Autre problème formel : les journalistes suisses passent à côté de la révolution des œillets, préférant se focaliser sur l'aide économique, et se font devancer par une équipe belge qui couvre la révolution. Mais, de petits indices sur la révolution qui se trame parsème l'image ça et là, comme cette scène dans un restaurant où un personnage fait glisser une mallette sous la table. J'aurai trouvé beaucoup plus fin de laisser la pré-révolution vraiment en arrière-plan et de ne pas zoomer sur ces indices-là. La seule conséquence que ça a sur le spectateur, c'est de faire passer ces journalistes pour de vrais teubés, puisqu'on a vu que la nana a regardé cette mallette glisser mais n'en a pas moufté mot.
Enfin, de manière générale, le film veut dire beaucoup de choses. Entre la journaliste féministe, la révolution, les liens Portugal-Suisse, le racisme, les dictatures, la technologie, la liberté sexuelle, les relations de travails, les liens avec le patronat et le politique, l’armée, le patriarcat, le sexe, le cinéma, les voyages, la musique, l’histoire, les langues, la francophonie, la poésie… Le tout en 80 minutes, on se retrouve avec un film qui veut dire beaucoup de choses, trop, et qui ne développe rien et donc, qui ne dit finalement rien. Pourquoi pas ne rien dire en vrai, mais les intentions du réalisateur étaient de dire justement pleins de trucs. Et comme il n'en dit rien, on peut donc dire qu’il ne sait pas s’exprimer et que c’est raté.

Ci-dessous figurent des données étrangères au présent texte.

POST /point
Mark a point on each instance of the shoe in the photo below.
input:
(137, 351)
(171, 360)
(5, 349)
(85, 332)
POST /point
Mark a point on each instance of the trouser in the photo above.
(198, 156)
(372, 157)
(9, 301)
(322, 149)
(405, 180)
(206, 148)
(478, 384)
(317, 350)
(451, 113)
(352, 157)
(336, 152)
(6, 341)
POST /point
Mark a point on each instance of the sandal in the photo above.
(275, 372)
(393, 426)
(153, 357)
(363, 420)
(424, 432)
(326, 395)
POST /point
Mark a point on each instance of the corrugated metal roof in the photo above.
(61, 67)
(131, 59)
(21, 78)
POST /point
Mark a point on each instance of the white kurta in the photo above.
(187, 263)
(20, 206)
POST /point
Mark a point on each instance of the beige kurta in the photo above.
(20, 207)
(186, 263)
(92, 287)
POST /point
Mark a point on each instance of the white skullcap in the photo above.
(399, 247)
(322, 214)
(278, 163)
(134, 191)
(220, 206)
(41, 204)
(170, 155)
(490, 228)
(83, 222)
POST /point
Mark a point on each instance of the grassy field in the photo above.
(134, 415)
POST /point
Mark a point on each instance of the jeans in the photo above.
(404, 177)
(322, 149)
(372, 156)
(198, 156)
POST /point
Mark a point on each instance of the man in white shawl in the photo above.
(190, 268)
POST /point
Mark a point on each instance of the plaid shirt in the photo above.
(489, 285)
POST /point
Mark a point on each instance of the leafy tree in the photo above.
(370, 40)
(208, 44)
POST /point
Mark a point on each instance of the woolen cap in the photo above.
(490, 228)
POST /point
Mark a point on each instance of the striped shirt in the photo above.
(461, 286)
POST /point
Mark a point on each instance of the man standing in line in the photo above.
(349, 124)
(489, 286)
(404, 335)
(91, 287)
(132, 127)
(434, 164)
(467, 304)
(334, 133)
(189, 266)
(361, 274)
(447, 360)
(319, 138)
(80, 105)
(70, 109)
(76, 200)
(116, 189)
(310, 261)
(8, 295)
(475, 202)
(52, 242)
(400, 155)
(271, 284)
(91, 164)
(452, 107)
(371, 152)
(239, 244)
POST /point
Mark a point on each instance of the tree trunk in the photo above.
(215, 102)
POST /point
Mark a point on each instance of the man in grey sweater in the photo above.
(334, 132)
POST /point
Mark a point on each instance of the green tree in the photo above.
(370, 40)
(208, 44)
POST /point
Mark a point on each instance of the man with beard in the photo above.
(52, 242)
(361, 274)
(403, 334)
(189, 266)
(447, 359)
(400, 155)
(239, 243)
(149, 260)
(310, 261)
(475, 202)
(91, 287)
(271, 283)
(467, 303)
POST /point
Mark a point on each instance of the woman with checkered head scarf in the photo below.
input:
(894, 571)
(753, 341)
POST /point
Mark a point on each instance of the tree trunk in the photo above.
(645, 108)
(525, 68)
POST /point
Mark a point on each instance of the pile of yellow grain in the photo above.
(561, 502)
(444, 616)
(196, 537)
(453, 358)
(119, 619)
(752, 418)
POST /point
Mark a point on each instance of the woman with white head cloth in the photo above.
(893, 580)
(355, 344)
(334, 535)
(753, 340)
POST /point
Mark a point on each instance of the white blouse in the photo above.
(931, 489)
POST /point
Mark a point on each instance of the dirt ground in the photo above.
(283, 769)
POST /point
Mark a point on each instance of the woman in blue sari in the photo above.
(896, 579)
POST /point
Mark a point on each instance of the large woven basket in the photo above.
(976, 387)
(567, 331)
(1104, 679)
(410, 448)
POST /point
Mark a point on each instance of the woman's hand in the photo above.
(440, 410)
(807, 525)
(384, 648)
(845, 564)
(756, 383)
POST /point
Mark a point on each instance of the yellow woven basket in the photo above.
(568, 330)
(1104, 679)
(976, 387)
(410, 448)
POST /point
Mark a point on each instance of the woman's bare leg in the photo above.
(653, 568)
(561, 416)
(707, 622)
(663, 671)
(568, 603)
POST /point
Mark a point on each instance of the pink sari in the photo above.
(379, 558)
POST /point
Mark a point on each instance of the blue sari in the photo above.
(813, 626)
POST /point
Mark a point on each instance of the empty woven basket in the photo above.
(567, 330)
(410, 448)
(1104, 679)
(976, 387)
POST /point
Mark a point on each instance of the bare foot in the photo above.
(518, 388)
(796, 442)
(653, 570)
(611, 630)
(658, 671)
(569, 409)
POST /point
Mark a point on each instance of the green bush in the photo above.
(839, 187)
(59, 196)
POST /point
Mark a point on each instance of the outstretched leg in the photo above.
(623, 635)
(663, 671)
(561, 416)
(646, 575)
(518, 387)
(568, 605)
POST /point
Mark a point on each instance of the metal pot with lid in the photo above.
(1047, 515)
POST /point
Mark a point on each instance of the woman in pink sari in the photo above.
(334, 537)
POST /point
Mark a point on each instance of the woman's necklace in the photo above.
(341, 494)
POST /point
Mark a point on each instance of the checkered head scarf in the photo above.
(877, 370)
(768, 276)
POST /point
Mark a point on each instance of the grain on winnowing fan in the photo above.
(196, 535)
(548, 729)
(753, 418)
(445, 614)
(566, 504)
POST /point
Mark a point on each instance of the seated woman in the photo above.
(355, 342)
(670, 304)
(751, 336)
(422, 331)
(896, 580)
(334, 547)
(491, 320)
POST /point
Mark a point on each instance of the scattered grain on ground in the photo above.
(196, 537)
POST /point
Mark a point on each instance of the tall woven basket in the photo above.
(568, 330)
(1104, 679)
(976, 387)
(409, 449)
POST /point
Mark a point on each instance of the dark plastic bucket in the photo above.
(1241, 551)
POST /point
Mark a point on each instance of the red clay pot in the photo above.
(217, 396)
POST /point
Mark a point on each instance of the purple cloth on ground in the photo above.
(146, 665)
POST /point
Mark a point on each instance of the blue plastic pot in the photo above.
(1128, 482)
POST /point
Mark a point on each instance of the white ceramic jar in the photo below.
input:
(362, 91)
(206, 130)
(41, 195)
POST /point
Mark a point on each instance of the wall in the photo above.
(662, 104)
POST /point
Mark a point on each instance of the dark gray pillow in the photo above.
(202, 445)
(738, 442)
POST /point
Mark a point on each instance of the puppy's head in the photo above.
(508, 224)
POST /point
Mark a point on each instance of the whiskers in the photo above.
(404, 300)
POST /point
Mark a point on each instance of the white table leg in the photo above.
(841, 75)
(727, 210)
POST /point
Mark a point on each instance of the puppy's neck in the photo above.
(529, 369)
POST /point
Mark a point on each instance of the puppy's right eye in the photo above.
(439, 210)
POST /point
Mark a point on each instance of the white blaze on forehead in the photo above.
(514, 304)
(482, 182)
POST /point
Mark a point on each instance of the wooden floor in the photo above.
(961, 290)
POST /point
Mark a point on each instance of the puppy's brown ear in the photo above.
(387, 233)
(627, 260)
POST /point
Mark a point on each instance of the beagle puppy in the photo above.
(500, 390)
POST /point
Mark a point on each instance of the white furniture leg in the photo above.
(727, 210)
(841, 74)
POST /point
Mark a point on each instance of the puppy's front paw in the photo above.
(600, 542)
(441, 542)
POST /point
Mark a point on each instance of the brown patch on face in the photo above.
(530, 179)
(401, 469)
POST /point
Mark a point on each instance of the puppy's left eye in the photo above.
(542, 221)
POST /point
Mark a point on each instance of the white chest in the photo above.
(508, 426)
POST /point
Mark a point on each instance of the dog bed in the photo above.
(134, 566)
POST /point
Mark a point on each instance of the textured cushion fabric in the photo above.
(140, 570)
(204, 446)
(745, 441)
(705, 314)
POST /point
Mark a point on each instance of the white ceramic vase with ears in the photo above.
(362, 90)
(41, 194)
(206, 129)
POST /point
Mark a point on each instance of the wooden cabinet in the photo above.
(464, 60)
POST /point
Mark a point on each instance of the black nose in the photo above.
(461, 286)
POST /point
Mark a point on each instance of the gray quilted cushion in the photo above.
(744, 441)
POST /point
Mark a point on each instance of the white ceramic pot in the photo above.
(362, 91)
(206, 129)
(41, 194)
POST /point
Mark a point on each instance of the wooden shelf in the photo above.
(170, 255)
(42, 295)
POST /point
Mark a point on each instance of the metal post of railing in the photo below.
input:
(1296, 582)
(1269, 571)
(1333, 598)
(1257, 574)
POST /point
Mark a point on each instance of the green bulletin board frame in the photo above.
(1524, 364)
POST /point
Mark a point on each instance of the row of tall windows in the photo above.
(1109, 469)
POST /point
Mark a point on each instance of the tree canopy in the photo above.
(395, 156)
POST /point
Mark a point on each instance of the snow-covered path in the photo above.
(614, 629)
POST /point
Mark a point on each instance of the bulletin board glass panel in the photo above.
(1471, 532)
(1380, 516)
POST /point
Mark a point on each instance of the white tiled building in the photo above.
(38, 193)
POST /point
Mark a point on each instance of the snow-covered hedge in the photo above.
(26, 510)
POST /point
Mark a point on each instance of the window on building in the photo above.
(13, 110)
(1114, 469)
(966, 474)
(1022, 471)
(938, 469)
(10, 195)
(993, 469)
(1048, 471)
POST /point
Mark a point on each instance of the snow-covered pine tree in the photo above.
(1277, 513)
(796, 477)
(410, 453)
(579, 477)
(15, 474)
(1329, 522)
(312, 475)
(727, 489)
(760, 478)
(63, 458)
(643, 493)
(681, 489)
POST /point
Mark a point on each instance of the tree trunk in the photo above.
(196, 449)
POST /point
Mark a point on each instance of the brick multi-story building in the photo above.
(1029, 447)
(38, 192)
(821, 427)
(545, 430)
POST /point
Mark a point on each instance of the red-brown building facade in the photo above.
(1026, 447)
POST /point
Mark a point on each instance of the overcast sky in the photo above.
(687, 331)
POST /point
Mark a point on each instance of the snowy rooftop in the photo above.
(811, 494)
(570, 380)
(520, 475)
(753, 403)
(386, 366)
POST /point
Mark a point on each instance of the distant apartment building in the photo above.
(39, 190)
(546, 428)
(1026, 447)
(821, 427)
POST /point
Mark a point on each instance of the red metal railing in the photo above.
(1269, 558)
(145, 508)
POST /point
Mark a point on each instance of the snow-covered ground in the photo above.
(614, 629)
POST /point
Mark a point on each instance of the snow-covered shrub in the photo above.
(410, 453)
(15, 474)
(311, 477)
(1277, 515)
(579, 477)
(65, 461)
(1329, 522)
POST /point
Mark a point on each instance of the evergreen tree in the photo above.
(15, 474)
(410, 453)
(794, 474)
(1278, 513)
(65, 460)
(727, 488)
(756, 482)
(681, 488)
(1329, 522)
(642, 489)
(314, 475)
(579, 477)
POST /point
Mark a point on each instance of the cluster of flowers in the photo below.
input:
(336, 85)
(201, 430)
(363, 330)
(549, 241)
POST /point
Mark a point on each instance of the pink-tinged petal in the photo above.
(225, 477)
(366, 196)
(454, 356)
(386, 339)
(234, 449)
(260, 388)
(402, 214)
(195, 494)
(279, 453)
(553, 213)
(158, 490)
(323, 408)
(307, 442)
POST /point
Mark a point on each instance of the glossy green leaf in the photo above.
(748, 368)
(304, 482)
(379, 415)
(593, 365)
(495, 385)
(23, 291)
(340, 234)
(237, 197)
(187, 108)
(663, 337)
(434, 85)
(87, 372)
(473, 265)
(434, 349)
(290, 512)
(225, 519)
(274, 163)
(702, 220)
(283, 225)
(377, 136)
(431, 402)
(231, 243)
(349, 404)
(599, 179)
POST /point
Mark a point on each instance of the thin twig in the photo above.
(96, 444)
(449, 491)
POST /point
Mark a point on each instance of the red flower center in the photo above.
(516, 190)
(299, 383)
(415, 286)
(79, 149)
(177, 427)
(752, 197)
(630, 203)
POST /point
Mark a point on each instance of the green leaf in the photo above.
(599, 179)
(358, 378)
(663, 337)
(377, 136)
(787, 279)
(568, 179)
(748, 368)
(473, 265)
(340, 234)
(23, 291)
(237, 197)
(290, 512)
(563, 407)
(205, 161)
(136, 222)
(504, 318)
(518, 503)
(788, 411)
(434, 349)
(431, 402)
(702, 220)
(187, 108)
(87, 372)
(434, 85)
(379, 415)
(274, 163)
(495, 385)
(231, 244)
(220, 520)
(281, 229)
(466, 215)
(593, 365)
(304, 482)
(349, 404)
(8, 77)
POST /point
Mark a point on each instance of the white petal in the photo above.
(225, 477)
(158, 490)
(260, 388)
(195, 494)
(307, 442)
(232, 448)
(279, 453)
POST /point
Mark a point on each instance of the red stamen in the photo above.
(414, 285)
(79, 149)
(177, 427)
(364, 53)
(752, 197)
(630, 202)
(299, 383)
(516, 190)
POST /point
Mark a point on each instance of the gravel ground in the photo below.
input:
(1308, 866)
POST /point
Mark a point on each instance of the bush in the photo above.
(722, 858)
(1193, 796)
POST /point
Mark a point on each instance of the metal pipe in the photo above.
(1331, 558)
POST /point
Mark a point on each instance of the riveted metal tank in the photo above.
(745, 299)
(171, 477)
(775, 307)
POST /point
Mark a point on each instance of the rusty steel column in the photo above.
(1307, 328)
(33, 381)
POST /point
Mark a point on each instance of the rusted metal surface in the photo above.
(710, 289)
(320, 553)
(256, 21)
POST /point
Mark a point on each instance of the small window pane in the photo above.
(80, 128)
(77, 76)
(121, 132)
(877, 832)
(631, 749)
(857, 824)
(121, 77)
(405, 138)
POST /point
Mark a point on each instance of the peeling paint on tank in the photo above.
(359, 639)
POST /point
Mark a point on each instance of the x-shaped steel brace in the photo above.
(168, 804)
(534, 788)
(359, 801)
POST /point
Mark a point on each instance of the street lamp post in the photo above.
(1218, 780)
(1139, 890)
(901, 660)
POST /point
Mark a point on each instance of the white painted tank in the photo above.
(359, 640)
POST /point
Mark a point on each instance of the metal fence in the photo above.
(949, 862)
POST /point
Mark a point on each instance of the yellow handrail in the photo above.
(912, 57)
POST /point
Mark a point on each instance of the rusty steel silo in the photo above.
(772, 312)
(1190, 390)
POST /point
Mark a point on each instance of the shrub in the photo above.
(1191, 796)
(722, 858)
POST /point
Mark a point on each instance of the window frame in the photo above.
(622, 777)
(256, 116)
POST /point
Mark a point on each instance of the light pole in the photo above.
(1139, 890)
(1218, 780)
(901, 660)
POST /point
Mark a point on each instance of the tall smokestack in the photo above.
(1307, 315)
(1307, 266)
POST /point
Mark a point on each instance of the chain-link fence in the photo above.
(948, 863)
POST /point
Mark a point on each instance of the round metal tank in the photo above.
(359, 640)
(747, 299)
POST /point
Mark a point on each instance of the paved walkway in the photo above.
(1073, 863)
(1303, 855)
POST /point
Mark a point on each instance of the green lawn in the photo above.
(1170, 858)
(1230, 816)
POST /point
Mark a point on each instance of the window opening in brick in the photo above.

Bref, c’est dommage parce que le film a un petit côté irrévérencieux qui m’a d’abord plutôt bien emballé. On aurait pu espérer bien mieux avec moins de moyens et un meilleur réalisateur. Et ironiquement, on repense à ce que disait le conseiller fédéral au début du métrage ; les gens veulent du consensuel. Et si les petites piques bien venues contre la Confédération Helvétique font mouche, c’est dans la forme qu’on aurait voulu un film moins consensuel.